Many business owners don’t think it’s necessary to know the value of their business unless they are planning to sell it. But there are many other instances when you want to know your company’s worth. These include making gifts of interests in the business, planning for your estate tax consequences and planning for business succession needs.
A buy-sell agreement, for example, typically spells out how the value of a business will be calculated in the event of ownership transfer due to a co-owner’s death, disability or retirement. Another example is if the business wants to take out insurance on the life of the owner. By knowing the value of your company, you can more easily determine what kind of policy you need and the extent of coverage.
Knowing the value of your business can also help you plan ahead for the inevitable tax bite you’ll face upon the transfer of your business – whether to your children or to outsiders – during your lifetime or at death. If you don’t establish a fair market value for your business interest that meets Internal Revenue Service criteria, and prepare for transfer taxes, your business might not survive.
FAIR MARKET VALUE
Not surprisingly, the IRS often argues that the value of closely held shares subject to gift or estate taxes is higher than that established by the business owner or the estate. In fact, company valuation is at the heart of most disputes that the IRS has with an estate that contains a substantial closely held business interest. If the IRS determines that fair market value is higher than the value set under a buy-sell agreement, an estate could be required to pay taxes on an amount never received, leaving much less than anticipated to heirs.
The fair market value of a business interest is usually defined as the amount a willing buyer would pay to a willing seller, each under no compulsion to buy or sell. Among the key criteria used by the IRS in arriving at the value of a closely held business are: the nature and history of the business, the general economic outlook and outlook of the specific industry, the book value of the stock, the company’s earning capacity, its dividend-paying capacity, its goodwill or other intangible value, other sales of company stock and the size of the block of shares being valued, and the market price of stocks of comparable companies.
While there are many ways to value a business interest, reaching a determination can be tricky. That’s why it is beneficial to get an independent appraisal of your business. From a practical point of view, estate or gift tax returns filed without well documented, independent appraisals of business assets may be at greater risk of audit and tax adjustments, including interest and penalties.
STOCK TRANSFERS
When transferring a business, gift and estate taxes must be considered. Since these taxes start at 37 percent and run as high as 55 percent, it’s important to know the value of your company and to transfer the business interests in a way that reduces transfer tax obligations. Many business owners make gifts of stock in a family business to their children with the intention of eventually turning over control to them. These transfers also have the effect of shrinking the owner’s estate, which may reduce future estate tax liability.
You are entitled to gift up to $10,000 annually – in cash, shares of the business, or other property – to any donee without paying gift taxes. Together with your spouse, you can make yearly gifts of up to $20,000 transfer tax-free. The value of those assets, and any subsequent tax liability, is based on the fair market value of the property at the time of transfer.

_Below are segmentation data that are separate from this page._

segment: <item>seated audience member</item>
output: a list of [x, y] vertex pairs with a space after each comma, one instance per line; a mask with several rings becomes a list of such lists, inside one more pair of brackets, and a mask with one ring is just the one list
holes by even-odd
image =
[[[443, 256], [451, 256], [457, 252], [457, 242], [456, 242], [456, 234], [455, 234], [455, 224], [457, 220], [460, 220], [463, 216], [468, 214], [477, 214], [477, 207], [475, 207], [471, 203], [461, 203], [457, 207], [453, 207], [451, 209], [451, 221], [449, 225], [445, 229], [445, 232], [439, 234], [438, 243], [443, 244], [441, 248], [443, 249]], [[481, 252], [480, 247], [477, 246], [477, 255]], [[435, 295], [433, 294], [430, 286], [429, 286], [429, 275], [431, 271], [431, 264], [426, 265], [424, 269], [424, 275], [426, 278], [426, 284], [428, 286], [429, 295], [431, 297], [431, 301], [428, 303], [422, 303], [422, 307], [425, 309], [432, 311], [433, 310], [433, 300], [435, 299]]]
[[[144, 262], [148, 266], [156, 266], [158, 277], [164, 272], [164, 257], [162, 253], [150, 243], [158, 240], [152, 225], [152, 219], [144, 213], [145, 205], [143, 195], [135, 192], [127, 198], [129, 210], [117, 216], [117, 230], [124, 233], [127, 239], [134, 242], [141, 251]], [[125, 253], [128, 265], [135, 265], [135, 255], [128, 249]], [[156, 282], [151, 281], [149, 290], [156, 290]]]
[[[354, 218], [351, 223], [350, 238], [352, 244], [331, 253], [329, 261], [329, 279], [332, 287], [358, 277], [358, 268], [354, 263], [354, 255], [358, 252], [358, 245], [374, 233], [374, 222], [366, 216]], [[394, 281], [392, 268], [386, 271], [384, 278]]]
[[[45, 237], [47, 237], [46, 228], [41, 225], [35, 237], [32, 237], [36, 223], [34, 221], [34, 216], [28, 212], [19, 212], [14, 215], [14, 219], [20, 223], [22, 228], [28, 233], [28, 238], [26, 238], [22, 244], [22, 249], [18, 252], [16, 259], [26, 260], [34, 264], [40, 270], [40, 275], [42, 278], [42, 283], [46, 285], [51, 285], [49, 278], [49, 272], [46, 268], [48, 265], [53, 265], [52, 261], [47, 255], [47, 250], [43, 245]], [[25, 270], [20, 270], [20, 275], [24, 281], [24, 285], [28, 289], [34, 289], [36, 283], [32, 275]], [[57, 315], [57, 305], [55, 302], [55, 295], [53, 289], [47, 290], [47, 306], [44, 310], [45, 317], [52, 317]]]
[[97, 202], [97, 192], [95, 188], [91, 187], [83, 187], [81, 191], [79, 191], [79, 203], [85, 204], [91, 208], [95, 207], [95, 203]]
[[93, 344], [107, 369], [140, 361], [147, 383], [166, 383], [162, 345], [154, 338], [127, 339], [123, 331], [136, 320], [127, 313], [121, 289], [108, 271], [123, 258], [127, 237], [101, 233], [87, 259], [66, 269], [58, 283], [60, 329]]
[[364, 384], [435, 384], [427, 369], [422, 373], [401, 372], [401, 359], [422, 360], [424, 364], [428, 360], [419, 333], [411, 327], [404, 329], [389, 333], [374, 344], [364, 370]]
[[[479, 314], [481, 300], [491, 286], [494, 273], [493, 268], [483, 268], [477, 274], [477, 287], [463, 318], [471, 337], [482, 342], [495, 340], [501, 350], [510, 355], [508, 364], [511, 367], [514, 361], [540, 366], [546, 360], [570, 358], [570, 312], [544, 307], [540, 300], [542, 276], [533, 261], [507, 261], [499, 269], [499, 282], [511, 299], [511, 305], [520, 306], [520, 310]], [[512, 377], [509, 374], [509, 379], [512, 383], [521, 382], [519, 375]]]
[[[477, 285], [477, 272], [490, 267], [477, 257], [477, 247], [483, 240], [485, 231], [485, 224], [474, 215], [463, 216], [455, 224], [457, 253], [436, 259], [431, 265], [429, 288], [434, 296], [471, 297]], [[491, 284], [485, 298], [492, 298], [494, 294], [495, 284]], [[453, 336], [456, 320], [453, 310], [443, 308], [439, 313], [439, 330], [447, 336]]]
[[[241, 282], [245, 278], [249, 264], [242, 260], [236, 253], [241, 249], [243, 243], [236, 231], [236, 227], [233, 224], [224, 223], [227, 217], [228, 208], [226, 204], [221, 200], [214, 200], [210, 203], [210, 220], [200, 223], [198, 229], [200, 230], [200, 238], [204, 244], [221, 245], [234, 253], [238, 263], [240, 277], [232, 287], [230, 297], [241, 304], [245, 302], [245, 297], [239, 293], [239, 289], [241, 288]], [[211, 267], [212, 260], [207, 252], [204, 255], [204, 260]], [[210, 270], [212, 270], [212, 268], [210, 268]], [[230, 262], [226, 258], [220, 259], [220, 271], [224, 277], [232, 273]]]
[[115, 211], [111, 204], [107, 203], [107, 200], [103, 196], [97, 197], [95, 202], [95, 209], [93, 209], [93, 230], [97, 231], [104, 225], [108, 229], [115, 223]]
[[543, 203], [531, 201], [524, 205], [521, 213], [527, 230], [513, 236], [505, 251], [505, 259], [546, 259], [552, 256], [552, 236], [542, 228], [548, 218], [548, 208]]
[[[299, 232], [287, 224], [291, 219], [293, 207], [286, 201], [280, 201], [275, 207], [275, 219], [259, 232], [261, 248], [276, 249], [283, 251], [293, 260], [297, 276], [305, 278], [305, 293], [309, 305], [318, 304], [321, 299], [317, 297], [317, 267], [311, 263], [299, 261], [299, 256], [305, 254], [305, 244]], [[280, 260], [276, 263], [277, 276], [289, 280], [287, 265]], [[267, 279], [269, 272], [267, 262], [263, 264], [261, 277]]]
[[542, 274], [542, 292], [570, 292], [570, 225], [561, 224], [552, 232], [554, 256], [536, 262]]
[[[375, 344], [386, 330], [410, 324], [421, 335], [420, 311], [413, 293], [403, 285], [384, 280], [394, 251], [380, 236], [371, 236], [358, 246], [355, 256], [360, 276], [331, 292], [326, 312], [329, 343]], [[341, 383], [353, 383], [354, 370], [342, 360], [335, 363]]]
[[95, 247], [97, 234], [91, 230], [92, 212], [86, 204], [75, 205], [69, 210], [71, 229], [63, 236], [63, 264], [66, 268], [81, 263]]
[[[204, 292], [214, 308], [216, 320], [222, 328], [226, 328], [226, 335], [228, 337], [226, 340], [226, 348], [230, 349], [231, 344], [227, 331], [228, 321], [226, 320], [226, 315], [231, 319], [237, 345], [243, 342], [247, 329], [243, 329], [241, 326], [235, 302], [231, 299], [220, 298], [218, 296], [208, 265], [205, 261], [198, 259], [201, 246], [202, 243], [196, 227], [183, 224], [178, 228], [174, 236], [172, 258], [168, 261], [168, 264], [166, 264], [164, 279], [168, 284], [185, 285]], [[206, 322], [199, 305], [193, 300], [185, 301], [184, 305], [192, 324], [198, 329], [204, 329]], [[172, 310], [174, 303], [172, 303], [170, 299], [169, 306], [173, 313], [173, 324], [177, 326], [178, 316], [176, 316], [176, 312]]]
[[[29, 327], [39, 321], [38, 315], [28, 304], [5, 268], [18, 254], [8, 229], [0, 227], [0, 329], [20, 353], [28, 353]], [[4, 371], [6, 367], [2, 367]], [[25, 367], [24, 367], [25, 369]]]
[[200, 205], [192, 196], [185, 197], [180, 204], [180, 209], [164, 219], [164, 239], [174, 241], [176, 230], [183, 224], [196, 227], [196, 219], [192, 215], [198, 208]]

Gifting is usually advantageous for businesses which are not yet highly appreciated but are expected to grow significantly over time. If you make a gift of your entire $1 million business interest today, you’ll owe gift tax on $400,000, the amount over your $600,000 unified credit exemption equivalent – assuming you have not already used it. If, instead, you wait ten years when the company’s value has grown to $2 million, you’ll face gift taxes on $1.4 million.
You may be eligible to take certain valuation discounts in determining the fair market value of the interests you transfer in your business. These discounts, in turn, may reduce your gift tax liability. For example, it may be possible to transfer a share of your business worth more than $10,000 without paying gift taxes because a minority stake in the company can be valued at a discount. The minority discount is a recognition that a minority interest in a company – or any other asset, for that matter – may be worth less because of the lack of control inherent in minority ownership.
Suppose your company is worth $1 million and each of the 100 shares of stock are valued at $10,000. By applying a 30 percent minority discount, you and your spouse could give each of your four children 2.86 shares a year without triggering gift taxes, rather than 2 shares at full value. Over five years, you could jointly give 57.2 percent of the business to your children, free from transfer tax, compared to only 40 percent without the discount. The amount of discount available will range from 0 percent to 99 percent, depending on your circumstances.
If you determine that the value of your business is highly appreciated, you may be better off passing it on to your children in your will. Of course, this approach can make your assets subject to hefty estate taxes. Valuation discounting, however, may help in reducing the estate tax bite.
A life insurance policy can be taken out to pay the estate taxes and avoid a forced sale of the business by your heirs. If the policy is owned by an irrevocable trust which is properly structured, the proceeds may remain out of your estate which can lower your estate tax liability. Again, valuation becomes important because the amount of insurance you’ll need will be based on the value of your business.
Each business must be evaluated on its own terms. And as circumstances change, the value of your business can also change. With the help of qualified professionals, your determination of what your business is worth can help you plan for the future in a variety of ways.